Germany, according to a new report from the World Gold Council.

Finance-minded Germans purchase over 100 tonnes a year in bars and coins, and have done so consistently since the fallout from the 2008 global financial crash (in 2007, total national investment was 36 tonnes).

German investment demand peaked in 2016, and by the end of September 2017 the country had total holdings of nearly 250 tonnes.

The primary motivations behind this hoarding is financial security; gold is seen as much more reliable and resistant than cash, instilling a sense of long-term investment and security.

The reasons behind Germany’s interest in gold investment is also historical; the country has seen eight currency changes in a century, and its people are the collective recipients of the 20th century’s most memorable period of hyperinflation, which began during the days of the Weimar Republic in the aftermath of WWI and culminated in the lunacy that was the trillion mark note.

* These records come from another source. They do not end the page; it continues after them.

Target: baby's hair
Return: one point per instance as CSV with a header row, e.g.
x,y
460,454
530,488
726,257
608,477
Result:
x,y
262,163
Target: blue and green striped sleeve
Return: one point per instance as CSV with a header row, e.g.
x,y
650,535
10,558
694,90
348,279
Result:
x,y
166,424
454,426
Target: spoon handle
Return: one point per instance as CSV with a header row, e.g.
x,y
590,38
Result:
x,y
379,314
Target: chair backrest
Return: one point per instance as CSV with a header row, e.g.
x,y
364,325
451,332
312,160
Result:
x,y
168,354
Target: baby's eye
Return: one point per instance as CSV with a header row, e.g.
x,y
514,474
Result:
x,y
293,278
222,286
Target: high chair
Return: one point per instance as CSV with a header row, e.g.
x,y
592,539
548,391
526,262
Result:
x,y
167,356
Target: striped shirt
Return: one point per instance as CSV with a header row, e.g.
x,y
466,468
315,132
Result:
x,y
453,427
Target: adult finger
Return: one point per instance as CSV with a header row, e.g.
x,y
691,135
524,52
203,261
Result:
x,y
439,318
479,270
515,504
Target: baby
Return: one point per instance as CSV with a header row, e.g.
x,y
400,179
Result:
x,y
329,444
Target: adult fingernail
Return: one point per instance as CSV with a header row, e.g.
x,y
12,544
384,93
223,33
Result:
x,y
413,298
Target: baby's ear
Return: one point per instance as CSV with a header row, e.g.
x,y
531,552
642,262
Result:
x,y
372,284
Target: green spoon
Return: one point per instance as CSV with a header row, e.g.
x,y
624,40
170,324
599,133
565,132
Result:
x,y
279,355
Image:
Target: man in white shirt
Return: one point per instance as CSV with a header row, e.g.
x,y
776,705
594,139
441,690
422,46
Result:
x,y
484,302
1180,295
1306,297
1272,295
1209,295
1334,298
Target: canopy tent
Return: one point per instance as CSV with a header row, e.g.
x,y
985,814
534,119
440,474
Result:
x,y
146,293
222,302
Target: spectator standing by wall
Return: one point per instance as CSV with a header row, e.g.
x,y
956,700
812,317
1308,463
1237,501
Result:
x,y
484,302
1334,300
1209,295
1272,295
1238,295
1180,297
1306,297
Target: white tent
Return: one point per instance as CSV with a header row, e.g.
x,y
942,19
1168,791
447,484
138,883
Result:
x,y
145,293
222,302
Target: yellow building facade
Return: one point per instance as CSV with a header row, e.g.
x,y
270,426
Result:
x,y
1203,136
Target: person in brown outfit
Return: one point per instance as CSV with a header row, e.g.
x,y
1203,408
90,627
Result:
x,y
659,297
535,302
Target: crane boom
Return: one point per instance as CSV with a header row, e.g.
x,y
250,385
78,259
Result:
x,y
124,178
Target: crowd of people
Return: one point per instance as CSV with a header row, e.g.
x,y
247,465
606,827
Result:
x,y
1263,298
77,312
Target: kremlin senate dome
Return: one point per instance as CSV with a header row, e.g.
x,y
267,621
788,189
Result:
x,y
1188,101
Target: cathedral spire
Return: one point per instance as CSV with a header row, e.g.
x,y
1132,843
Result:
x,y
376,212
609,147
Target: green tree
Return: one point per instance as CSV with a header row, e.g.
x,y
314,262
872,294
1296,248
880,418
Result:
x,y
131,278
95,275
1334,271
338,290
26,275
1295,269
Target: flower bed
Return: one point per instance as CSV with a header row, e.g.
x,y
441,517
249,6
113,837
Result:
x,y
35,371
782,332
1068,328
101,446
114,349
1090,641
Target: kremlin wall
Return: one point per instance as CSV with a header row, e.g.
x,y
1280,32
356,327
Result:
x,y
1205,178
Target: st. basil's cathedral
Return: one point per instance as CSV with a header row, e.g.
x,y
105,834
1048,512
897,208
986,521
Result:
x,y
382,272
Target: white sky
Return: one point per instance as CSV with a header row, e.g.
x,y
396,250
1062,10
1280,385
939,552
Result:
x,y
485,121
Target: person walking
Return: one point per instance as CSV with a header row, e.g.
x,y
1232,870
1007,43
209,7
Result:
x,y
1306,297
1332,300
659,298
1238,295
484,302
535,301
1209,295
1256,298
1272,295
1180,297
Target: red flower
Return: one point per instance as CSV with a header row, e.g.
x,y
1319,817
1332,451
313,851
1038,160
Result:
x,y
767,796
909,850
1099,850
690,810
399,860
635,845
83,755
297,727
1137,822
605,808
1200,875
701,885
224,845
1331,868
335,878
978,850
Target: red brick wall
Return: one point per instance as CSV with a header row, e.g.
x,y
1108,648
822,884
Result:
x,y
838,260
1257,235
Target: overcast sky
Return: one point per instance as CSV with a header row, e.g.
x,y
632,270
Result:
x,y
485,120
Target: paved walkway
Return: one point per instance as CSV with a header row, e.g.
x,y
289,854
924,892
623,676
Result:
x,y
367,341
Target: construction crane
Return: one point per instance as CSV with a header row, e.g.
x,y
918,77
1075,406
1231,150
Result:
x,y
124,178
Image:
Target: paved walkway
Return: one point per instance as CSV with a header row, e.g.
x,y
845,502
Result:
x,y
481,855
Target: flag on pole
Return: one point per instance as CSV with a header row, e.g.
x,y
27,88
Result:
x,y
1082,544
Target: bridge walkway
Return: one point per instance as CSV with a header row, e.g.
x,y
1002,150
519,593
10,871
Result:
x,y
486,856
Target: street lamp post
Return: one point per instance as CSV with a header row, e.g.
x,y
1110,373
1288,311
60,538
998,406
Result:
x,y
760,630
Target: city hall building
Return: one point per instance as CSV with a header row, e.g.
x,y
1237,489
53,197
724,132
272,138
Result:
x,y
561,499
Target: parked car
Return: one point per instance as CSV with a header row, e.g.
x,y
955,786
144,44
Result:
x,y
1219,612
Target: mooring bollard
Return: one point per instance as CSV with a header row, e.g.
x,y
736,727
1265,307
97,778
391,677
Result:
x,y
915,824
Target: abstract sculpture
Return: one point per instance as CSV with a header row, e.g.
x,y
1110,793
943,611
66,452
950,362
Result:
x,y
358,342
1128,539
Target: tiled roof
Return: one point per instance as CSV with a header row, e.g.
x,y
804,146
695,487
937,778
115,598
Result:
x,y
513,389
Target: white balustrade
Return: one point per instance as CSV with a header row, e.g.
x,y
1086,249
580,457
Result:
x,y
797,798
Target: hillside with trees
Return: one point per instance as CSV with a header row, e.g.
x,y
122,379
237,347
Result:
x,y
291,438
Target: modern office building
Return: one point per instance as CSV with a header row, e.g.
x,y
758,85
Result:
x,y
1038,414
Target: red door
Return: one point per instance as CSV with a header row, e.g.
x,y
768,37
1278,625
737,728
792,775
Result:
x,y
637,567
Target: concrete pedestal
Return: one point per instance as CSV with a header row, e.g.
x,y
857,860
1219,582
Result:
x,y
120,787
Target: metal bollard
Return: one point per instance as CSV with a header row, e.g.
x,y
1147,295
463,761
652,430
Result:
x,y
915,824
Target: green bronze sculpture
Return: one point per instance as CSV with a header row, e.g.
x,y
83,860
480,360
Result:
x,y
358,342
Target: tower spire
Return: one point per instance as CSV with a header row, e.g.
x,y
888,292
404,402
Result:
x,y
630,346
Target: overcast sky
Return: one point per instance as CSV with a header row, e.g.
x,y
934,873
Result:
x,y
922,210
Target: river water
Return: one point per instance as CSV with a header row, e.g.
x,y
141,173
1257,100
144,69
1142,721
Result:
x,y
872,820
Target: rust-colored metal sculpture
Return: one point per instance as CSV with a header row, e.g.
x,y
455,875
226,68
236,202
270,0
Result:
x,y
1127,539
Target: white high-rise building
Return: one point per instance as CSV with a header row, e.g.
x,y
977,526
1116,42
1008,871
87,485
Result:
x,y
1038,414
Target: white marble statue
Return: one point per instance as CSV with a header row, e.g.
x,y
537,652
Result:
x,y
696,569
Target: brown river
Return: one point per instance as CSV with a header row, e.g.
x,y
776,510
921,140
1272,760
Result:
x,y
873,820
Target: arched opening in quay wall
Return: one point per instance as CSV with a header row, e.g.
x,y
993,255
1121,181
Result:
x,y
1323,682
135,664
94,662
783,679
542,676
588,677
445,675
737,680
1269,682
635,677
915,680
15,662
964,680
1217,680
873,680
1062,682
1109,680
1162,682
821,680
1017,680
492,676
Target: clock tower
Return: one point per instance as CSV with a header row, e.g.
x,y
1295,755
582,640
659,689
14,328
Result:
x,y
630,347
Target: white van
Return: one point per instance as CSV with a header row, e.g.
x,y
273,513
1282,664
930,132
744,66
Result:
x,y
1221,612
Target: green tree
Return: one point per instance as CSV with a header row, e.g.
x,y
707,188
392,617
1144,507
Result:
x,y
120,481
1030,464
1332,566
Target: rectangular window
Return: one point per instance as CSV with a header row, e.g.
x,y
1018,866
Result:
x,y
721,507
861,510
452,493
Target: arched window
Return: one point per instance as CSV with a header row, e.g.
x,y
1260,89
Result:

Today however, Germany is praised for its sound fiscal stability, and per-capita gold demand in Germany is the highest in the world, averaging out to nearly 1.5 grams per person.

Competition is not even close; the next highest ranked country, Turkey, averages about 0.9 grams per person and third-placed China about 0.7 grams per person, so even when compared with other gold-loving countries, Germany’s demand is remarkable.